We develop anomaly-based techniques to detect attacks without a priori attack knowledge. A key insight of our work is that attackers frequently request system-level services, such as system calls, to accomplish their mission; however, they manipulate kernel objects in ways that deviate from normal system behavior. Therefore, by analyzing interactions between these objects, we can identify anomalies that signify attack footprints. To this end, we leverage kernel-level data provenance, which represents the history of system execution as a directed acyclic graph (DAG) called a provenance graph, as the information source to analyze these interactions.
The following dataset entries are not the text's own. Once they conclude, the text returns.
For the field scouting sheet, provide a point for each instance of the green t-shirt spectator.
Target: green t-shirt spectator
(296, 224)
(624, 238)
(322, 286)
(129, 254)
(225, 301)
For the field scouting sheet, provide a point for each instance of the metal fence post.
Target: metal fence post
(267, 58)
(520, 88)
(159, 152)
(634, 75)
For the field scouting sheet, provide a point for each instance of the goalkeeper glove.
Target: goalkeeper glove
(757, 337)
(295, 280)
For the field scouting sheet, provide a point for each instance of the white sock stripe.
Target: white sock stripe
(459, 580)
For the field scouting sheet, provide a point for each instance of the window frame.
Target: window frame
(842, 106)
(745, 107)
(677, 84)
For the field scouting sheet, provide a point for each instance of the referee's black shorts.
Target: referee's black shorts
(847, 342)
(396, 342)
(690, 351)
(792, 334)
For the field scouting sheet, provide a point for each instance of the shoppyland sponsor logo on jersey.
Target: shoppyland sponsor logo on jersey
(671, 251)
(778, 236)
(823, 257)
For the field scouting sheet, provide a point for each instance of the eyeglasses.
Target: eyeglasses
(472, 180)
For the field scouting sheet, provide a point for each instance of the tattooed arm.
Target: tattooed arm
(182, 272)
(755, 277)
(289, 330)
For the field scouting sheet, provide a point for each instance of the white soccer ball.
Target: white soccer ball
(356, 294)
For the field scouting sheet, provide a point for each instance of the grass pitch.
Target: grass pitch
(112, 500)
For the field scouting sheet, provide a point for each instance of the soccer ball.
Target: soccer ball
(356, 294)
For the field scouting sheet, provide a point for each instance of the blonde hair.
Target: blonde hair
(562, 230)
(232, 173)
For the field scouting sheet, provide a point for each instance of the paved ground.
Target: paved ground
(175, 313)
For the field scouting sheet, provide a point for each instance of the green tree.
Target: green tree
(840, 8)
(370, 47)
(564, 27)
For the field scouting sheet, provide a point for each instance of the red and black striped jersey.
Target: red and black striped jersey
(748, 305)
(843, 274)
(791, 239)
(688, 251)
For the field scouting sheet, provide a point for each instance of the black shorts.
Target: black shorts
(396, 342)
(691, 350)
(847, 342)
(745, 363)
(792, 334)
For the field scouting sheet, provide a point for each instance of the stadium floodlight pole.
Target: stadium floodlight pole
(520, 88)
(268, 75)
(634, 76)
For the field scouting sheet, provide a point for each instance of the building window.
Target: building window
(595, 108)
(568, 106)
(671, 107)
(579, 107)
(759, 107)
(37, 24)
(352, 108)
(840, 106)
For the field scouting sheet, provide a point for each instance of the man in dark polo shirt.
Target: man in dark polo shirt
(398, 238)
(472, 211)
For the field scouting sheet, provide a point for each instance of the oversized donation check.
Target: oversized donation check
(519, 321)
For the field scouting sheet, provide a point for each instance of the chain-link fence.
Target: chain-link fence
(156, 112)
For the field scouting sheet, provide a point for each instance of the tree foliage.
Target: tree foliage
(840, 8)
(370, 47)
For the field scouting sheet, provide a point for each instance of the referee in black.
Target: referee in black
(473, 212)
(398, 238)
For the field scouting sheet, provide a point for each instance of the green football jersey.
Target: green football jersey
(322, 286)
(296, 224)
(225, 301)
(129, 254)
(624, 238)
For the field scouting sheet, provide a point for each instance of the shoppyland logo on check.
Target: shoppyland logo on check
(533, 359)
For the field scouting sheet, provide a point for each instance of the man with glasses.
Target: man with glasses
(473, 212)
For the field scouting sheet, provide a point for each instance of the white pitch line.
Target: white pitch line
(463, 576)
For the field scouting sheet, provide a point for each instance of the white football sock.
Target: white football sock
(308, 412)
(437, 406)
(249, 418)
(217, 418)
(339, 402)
To detect APTs, we present Unicorn. Unicorn continuously monitors host behavior to detect anomalous system activities that hide amongst normal operations for long periods of time. To do so efficiently as the provenance graph grows large over time, Unicorn summarizes essential properties of the graph into a time series of compact graph sketches. Graph sketches that deviate significantly from known benign sketches indicate the presence of an attack.
To detect malicious software installation, we introduce SIGL. SIGL learns kernel interactions of benign software installations to pinpoint unusual graph patterns from specific installation processes that are likely launched by malware. To do so, SIGL adapts graph-based machine learning (ML) techniques to system-level provenance graphs and uses an unsupervised learning architecture to explain its detection.
In summary, this dissertation demonstrates that modern attacks can exhibit distinguishable system-level behaviors; that these behaviors result in anomalies that are captured in kernel-level data provenance; and that provenance graphs can be used to detect system anomalies to perform effective intrusion and malware detection.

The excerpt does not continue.